A: The new income tax structure, introduced in the Budget 2020, offers reduced tax rates but requires taxpayers to forgo certain deductions and exemptions available under the Income Tax Act.

Q: Is rebate u/s 87A available under the new income tax structure?

A: Yes, the rebate under section 87A, amounting to Rs. 12,500, is available under the new income tax regime introduced in Budget 2020. Additionally, as per the Budget 2023 announcement, the rebate has been increased to Rs. 25,000 for taxable income up to Rs. 7 lakhs, applicable for FY 2023-24.

Q: Is a surcharge applicable under the new tax regime for Individuals or HUF under income tax?

A: Yes, individuals or HUFs under the new tax regime are subject to surcharges. While the surcharge rates remained unchanged for FY 2022-23 compared to FY 2021-22, the highest surcharge rate was reduced to 25% for FY 2023-24, as per the Budget 2023.

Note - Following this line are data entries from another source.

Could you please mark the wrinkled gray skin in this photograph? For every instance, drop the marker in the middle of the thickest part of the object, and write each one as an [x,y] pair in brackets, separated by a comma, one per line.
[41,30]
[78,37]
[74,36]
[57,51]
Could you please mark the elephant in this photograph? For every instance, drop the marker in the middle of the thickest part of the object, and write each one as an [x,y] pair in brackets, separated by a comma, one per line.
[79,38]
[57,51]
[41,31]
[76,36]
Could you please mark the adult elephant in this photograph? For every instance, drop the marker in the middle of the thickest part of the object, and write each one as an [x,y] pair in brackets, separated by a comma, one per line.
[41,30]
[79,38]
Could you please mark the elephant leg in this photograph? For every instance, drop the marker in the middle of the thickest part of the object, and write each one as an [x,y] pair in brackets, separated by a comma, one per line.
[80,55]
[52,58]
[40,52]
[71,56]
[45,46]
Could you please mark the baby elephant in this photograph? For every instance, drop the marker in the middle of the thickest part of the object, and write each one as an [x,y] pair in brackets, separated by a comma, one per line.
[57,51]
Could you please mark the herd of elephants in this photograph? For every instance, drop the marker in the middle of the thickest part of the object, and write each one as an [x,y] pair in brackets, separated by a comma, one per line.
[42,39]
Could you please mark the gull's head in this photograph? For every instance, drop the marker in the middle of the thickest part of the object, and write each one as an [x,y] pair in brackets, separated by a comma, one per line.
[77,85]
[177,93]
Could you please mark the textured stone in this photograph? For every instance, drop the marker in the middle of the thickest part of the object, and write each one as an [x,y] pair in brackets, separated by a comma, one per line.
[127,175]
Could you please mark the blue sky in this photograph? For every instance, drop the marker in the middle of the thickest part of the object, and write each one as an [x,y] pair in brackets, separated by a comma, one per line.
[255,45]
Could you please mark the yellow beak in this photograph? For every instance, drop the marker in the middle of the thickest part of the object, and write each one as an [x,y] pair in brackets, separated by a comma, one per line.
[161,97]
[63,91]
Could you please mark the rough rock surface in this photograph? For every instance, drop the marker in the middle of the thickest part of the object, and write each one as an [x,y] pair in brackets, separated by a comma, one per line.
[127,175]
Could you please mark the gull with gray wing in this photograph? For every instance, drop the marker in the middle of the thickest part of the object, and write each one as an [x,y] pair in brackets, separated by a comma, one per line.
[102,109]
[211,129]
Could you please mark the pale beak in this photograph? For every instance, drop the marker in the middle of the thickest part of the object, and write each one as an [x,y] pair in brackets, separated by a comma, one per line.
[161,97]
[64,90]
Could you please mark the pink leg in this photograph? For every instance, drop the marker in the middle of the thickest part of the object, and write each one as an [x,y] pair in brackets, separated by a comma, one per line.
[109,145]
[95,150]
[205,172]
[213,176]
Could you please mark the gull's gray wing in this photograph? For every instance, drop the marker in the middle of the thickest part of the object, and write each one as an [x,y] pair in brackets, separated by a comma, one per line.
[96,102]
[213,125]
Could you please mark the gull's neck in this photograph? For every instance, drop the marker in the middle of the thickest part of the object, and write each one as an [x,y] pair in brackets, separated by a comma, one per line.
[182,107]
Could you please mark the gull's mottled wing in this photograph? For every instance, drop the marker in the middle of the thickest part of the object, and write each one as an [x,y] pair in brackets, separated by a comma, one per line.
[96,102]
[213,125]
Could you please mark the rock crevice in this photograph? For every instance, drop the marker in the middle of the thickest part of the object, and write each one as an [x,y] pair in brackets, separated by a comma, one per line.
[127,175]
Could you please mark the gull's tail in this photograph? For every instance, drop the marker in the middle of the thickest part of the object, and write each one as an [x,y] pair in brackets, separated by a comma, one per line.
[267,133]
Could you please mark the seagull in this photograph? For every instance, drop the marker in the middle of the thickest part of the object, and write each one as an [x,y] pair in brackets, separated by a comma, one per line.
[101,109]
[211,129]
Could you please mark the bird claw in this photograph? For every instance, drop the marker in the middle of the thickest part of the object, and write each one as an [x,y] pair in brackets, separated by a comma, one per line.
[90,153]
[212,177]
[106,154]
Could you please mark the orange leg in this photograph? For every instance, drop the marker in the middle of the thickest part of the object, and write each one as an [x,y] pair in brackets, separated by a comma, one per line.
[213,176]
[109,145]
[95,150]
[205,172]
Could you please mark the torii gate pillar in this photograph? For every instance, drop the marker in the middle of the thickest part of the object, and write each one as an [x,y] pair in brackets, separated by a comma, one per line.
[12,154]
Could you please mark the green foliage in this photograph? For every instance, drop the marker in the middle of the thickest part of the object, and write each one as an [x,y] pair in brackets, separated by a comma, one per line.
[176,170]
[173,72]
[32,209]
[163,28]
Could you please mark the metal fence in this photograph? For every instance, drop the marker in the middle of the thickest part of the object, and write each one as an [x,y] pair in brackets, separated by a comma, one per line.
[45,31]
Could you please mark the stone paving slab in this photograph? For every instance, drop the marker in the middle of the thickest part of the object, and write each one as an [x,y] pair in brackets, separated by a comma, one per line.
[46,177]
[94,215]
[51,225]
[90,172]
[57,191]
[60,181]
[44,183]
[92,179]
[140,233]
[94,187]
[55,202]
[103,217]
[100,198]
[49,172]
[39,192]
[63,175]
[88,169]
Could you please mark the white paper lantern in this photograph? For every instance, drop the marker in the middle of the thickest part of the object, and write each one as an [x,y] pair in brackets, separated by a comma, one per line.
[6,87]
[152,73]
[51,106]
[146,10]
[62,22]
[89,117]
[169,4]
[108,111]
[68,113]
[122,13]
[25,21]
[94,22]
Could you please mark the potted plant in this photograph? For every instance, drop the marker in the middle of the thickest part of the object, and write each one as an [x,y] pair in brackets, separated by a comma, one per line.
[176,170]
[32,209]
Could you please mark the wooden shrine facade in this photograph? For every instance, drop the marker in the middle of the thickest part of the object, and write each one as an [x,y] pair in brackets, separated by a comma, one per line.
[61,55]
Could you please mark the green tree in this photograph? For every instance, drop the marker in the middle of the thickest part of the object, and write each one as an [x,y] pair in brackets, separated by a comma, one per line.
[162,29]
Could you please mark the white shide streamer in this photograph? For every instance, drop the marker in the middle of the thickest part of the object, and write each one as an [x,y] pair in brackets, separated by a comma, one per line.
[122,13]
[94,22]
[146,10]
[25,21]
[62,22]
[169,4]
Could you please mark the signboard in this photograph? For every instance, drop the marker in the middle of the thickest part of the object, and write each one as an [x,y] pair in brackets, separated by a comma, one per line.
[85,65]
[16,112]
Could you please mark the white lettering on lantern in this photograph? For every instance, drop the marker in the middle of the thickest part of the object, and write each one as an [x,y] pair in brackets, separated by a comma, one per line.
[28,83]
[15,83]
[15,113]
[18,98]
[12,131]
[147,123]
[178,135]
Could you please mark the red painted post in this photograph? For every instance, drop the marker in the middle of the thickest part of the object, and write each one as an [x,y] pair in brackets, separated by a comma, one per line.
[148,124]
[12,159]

Q: Is health and education cess applicable under the new tax regime?

A: Yes, a health and education cess of 4% applies under the new income tax regime.

Q: How much tax is free?

A: Individuals opting for the new tax regime with taxable income up to Rs. 7 lakhs are exempt from paying taxes, as per the Budget 2023 update. Previously, this tax rebate was available for taxable income up to Rs. 5 lakhs.